Inoubliable en beauté soumise aux caprices cruels de Dennis Hopper dans Blue Velvet, de son ex-compagnon David Lynch, elle a accumulé les rôles hauts en couleur, a été la muse des plus grands photographes – de Robert Mapplethorpe à Peter Lindbergh – l’égérie mythique de Lancôme…Un pied dans le passé, l’autre dans l’avenir, Isabella Rossellini est hilarante dans Trois fois 20 ans, une tragicomédie sur les seniors de Julie Gavras qu’on a pu voir, dans les salles romandes, cet été. Elle a aussi réalisé, avec le cinéaste Guy Maddin, Seduce Me et Green Porno, 28 courts-métrages érotico-zoologiques sur la vie sexuelle des animaux.
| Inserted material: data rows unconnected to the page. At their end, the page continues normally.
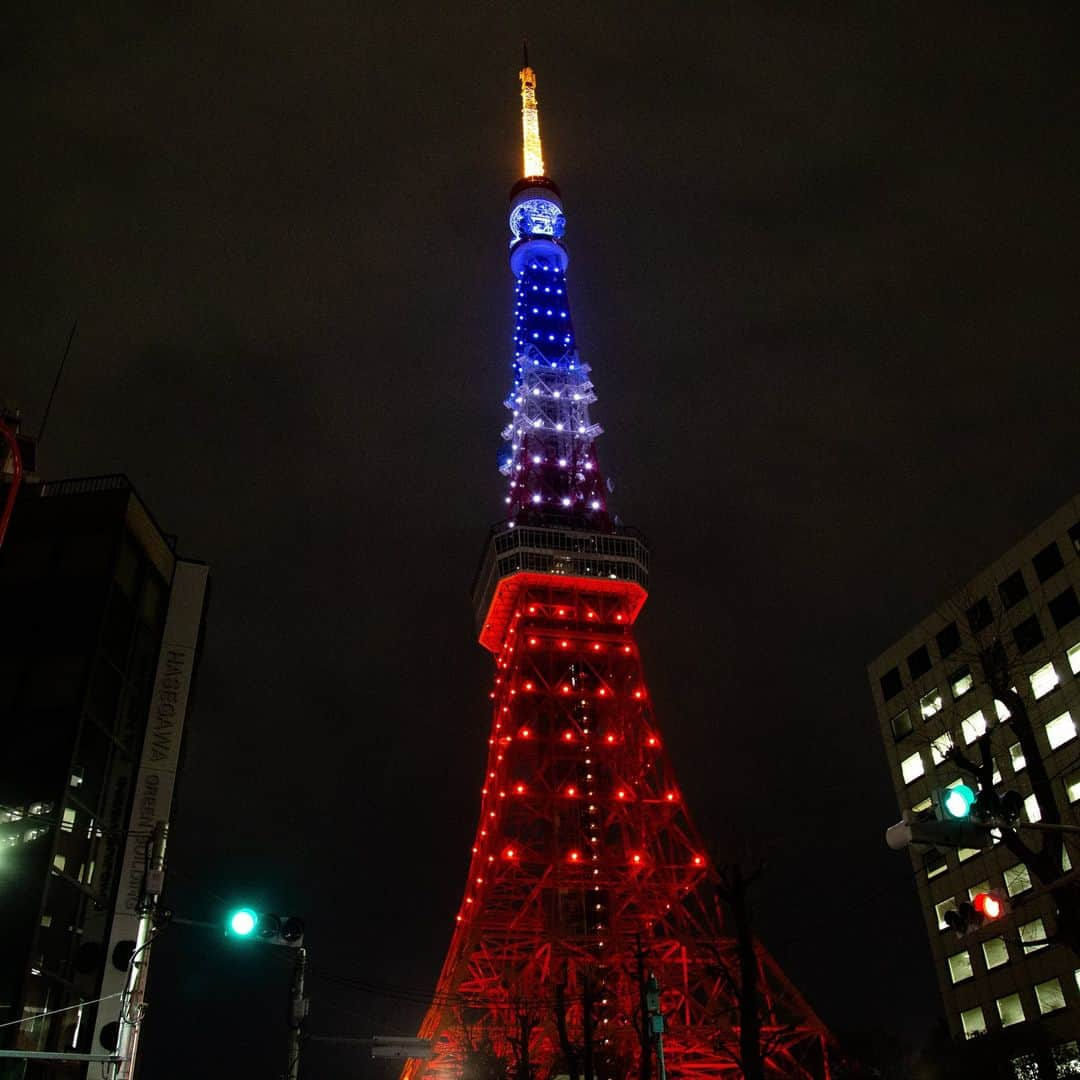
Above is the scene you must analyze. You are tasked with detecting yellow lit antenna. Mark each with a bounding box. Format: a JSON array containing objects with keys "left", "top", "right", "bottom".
[{"left": 519, "top": 43, "right": 544, "bottom": 176}]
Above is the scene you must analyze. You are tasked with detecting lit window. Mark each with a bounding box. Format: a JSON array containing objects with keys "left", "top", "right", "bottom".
[
  {"left": 1020, "top": 919, "right": 1047, "bottom": 956},
  {"left": 948, "top": 950, "right": 975, "bottom": 983},
  {"left": 900, "top": 753, "right": 926, "bottom": 784},
  {"left": 1065, "top": 642, "right": 1080, "bottom": 675},
  {"left": 934, "top": 896, "right": 956, "bottom": 930},
  {"left": 1047, "top": 713, "right": 1077, "bottom": 750},
  {"left": 995, "top": 994, "right": 1024, "bottom": 1027},
  {"left": 889, "top": 708, "right": 912, "bottom": 742},
  {"left": 948, "top": 667, "right": 975, "bottom": 701},
  {"left": 1035, "top": 978, "right": 1065, "bottom": 1016},
  {"left": 1030, "top": 664, "right": 1061, "bottom": 701},
  {"left": 930, "top": 734, "right": 953, "bottom": 765},
  {"left": 960, "top": 710, "right": 986, "bottom": 746},
  {"left": 1004, "top": 863, "right": 1031, "bottom": 896},
  {"left": 983, "top": 937, "right": 1009, "bottom": 971},
  {"left": 919, "top": 687, "right": 942, "bottom": 720},
  {"left": 960, "top": 1005, "right": 986, "bottom": 1039},
  {"left": 1065, "top": 772, "right": 1080, "bottom": 802}
]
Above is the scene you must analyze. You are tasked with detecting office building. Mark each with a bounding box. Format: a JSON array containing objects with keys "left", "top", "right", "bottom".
[
  {"left": 0, "top": 414, "right": 207, "bottom": 1077},
  {"left": 868, "top": 497, "right": 1080, "bottom": 1076}
]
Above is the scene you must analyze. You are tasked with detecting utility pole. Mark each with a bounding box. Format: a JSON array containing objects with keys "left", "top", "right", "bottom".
[
  {"left": 581, "top": 972, "right": 596, "bottom": 1080},
  {"left": 635, "top": 934, "right": 652, "bottom": 1080},
  {"left": 116, "top": 821, "right": 168, "bottom": 1080},
  {"left": 285, "top": 945, "right": 308, "bottom": 1080},
  {"left": 645, "top": 974, "right": 667, "bottom": 1080}
]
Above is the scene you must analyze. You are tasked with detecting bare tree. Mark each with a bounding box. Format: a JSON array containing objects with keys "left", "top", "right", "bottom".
[{"left": 713, "top": 858, "right": 795, "bottom": 1080}]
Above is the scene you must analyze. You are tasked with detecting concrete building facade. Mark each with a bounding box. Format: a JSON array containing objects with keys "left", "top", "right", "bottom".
[
  {"left": 0, "top": 447, "right": 207, "bottom": 1078},
  {"left": 868, "top": 497, "right": 1080, "bottom": 1076}
]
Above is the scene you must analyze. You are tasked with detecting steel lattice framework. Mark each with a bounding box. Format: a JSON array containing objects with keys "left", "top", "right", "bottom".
[{"left": 403, "top": 61, "right": 828, "bottom": 1080}]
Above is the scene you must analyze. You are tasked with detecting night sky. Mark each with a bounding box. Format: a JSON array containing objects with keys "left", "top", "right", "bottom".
[{"left": 0, "top": 0, "right": 1080, "bottom": 1080}]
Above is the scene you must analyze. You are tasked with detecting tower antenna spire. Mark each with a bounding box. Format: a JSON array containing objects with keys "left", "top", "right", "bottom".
[{"left": 519, "top": 48, "right": 544, "bottom": 176}]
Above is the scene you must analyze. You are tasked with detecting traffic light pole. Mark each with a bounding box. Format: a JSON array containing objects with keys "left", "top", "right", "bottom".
[
  {"left": 114, "top": 821, "right": 167, "bottom": 1080},
  {"left": 285, "top": 945, "right": 308, "bottom": 1080}
]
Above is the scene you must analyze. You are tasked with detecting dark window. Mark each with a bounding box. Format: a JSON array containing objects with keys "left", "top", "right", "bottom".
[
  {"left": 881, "top": 667, "right": 903, "bottom": 701},
  {"left": 889, "top": 708, "right": 912, "bottom": 742},
  {"left": 1031, "top": 540, "right": 1065, "bottom": 581},
  {"left": 1013, "top": 615, "right": 1042, "bottom": 652},
  {"left": 907, "top": 645, "right": 930, "bottom": 679},
  {"left": 948, "top": 664, "right": 974, "bottom": 701},
  {"left": 998, "top": 570, "right": 1027, "bottom": 610},
  {"left": 922, "top": 848, "right": 946, "bottom": 877},
  {"left": 968, "top": 596, "right": 994, "bottom": 634},
  {"left": 1048, "top": 585, "right": 1080, "bottom": 630},
  {"left": 937, "top": 622, "right": 960, "bottom": 660}
]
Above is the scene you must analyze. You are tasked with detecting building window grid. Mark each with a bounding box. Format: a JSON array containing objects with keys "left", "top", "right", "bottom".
[
  {"left": 1035, "top": 978, "right": 1065, "bottom": 1016},
  {"left": 994, "top": 994, "right": 1026, "bottom": 1027},
  {"left": 983, "top": 937, "right": 1009, "bottom": 971},
  {"left": 960, "top": 1005, "right": 986, "bottom": 1039},
  {"left": 1045, "top": 712, "right": 1077, "bottom": 750},
  {"left": 946, "top": 949, "right": 975, "bottom": 986}
]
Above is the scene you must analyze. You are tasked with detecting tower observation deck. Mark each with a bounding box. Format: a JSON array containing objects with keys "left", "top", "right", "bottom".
[{"left": 403, "top": 60, "right": 828, "bottom": 1080}]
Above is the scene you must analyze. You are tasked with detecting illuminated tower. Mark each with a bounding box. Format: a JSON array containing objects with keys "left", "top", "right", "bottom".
[{"left": 404, "top": 60, "right": 827, "bottom": 1080}]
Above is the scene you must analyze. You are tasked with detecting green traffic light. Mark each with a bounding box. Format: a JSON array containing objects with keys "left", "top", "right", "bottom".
[
  {"left": 229, "top": 907, "right": 258, "bottom": 937},
  {"left": 945, "top": 784, "right": 975, "bottom": 819}
]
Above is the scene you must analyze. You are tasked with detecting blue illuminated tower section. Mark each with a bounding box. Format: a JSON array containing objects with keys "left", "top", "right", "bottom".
[{"left": 501, "top": 162, "right": 608, "bottom": 530}]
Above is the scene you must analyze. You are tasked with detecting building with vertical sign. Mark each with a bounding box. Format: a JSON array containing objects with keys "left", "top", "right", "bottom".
[
  {"left": 0, "top": 438, "right": 208, "bottom": 1077},
  {"left": 868, "top": 498, "right": 1080, "bottom": 1076}
]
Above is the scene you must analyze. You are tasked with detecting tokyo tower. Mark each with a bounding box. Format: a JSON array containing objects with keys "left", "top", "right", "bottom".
[{"left": 403, "top": 57, "right": 828, "bottom": 1080}]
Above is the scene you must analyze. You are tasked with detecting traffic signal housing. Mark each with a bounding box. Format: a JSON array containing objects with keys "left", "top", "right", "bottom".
[
  {"left": 945, "top": 889, "right": 1009, "bottom": 937},
  {"left": 225, "top": 907, "right": 303, "bottom": 948},
  {"left": 971, "top": 889, "right": 1010, "bottom": 922}
]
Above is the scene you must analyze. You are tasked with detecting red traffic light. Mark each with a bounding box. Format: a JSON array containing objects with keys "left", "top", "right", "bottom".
[{"left": 972, "top": 892, "right": 1008, "bottom": 922}]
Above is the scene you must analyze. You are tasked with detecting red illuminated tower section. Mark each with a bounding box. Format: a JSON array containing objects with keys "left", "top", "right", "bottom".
[{"left": 404, "top": 65, "right": 828, "bottom": 1080}]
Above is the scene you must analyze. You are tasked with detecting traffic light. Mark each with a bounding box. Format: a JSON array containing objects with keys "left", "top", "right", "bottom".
[
  {"left": 225, "top": 907, "right": 303, "bottom": 948},
  {"left": 945, "top": 889, "right": 1009, "bottom": 937},
  {"left": 225, "top": 907, "right": 259, "bottom": 937},
  {"left": 930, "top": 784, "right": 975, "bottom": 821},
  {"left": 885, "top": 811, "right": 994, "bottom": 851}
]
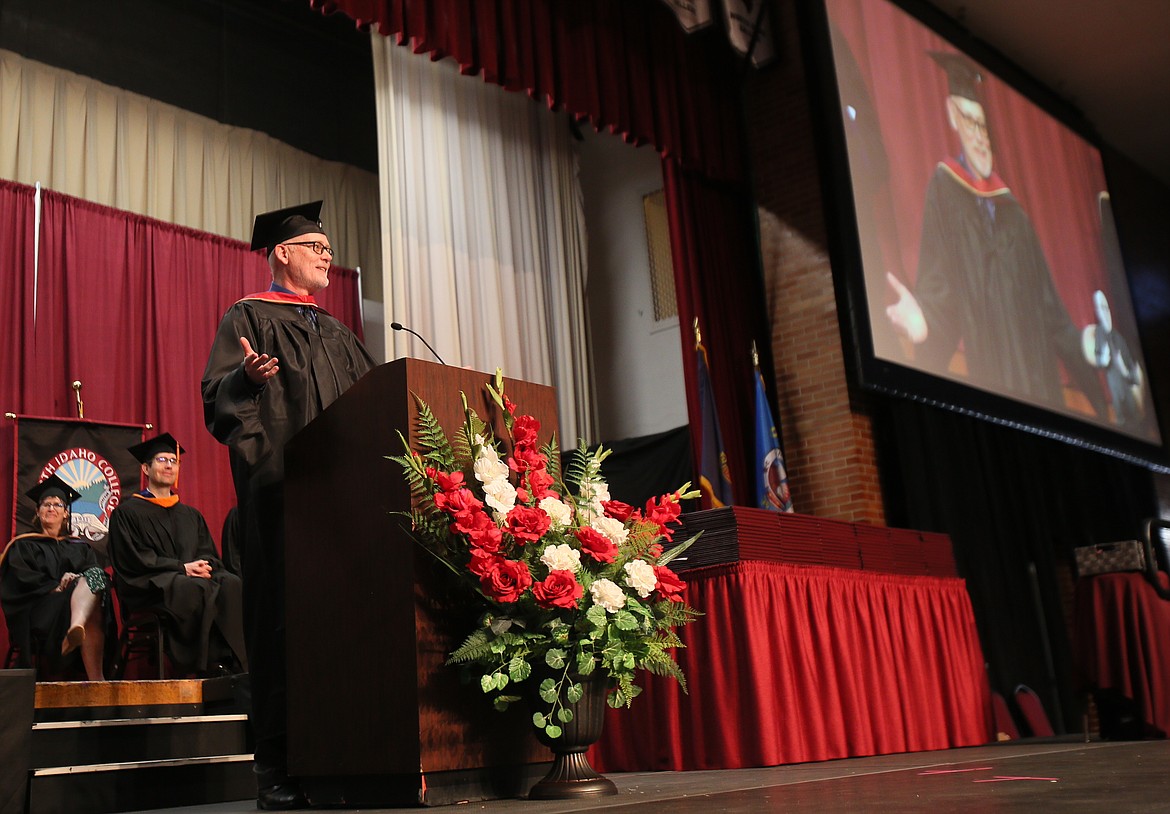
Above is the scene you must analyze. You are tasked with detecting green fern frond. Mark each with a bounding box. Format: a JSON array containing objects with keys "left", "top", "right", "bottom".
[
  {"left": 447, "top": 629, "right": 493, "bottom": 664},
  {"left": 412, "top": 393, "right": 455, "bottom": 471}
]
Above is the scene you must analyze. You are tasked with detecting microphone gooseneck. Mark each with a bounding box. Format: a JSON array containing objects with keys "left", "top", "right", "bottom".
[{"left": 390, "top": 323, "right": 447, "bottom": 365}]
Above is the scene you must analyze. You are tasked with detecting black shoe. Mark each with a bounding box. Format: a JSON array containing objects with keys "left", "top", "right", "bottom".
[{"left": 256, "top": 780, "right": 309, "bottom": 812}]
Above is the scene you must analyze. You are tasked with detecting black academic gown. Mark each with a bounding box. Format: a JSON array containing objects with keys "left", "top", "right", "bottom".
[
  {"left": 196, "top": 291, "right": 374, "bottom": 781},
  {"left": 109, "top": 495, "right": 248, "bottom": 671},
  {"left": 0, "top": 533, "right": 109, "bottom": 669},
  {"left": 914, "top": 160, "right": 1104, "bottom": 414}
]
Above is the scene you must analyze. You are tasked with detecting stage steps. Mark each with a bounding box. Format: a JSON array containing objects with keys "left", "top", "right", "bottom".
[{"left": 27, "top": 676, "right": 256, "bottom": 814}]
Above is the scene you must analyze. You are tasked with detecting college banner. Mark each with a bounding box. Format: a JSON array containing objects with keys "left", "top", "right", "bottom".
[{"left": 12, "top": 415, "right": 143, "bottom": 561}]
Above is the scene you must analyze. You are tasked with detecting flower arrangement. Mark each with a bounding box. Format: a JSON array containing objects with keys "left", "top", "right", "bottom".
[{"left": 391, "top": 371, "right": 700, "bottom": 738}]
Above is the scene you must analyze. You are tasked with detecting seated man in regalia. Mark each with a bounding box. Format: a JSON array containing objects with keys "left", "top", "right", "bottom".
[{"left": 109, "top": 433, "right": 248, "bottom": 675}]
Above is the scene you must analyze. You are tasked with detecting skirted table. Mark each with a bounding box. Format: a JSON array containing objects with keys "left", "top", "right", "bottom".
[
  {"left": 1071, "top": 572, "right": 1170, "bottom": 737},
  {"left": 590, "top": 560, "right": 993, "bottom": 772}
]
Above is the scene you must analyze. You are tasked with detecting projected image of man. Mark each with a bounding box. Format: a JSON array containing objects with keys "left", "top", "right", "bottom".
[{"left": 886, "top": 51, "right": 1103, "bottom": 415}]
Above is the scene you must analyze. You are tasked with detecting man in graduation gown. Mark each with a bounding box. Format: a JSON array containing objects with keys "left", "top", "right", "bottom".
[
  {"left": 202, "top": 201, "right": 374, "bottom": 809},
  {"left": 887, "top": 51, "right": 1104, "bottom": 415},
  {"left": 109, "top": 433, "right": 248, "bottom": 675}
]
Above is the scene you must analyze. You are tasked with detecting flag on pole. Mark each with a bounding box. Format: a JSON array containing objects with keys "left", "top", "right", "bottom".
[
  {"left": 751, "top": 343, "right": 792, "bottom": 511},
  {"left": 695, "top": 319, "right": 731, "bottom": 509}
]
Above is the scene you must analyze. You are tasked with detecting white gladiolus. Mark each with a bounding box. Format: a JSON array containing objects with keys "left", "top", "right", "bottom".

Ces petits bijoux exquis – dans lesquels elle est déguisée en abeille, en araignée ou en anchois – ont été projetés récemment dans le cadre d’une exposition au Musée d’histoire naturelle de Londres (Sexual Nature).

Dans une langue bien à elle – un français impeccable qui glisse vers l’anglais puis l’italien – elle a une façon douce de convoquer les fantômes, les figures de son enfance: sa mère, son père, Anna Magnani, Jean Renoir, Marlene Dietrich… Ex-épouse de Martin Scorsese, mère poule d’Elettra, 27 ans, et de Roberto, 18 ans, qu’elle a adopté avec Gary Oldman, Isabella Rossellini se décrit comme une self-made-woman, indépendante et fière de son statut de célibataire.

FEMINA Dans Trois fois 20 ans, vous avez joué, au côté de William Hurt, un drôle de couple en crise. Qu’est-ce qui vous a séduite dans le scénario de Julie Gavras?
ISABELLA ROSSELLINI Julie aborde des thèmes forts – l’âge, la crainte de ne plus trouver sa place dans la société – avec beaucoup d’ironie. Mon personnage, Mary, et son époux, Adam, ont presque 60 ans…Ils ont cette soixantaine dynamique de notre époque, qui gère brillamment travail, enfants et petits-enfants. Jusqu’au jour où ils réalisent qu’ils font partie de la catégorie senior. Tous deux réagissent alors de façon diamétralement opposée. Adam est dans l’action et le déni. Mary décide de s’occuper de son mari et de sa famille. Mais sa volonté de bien faire est excessive.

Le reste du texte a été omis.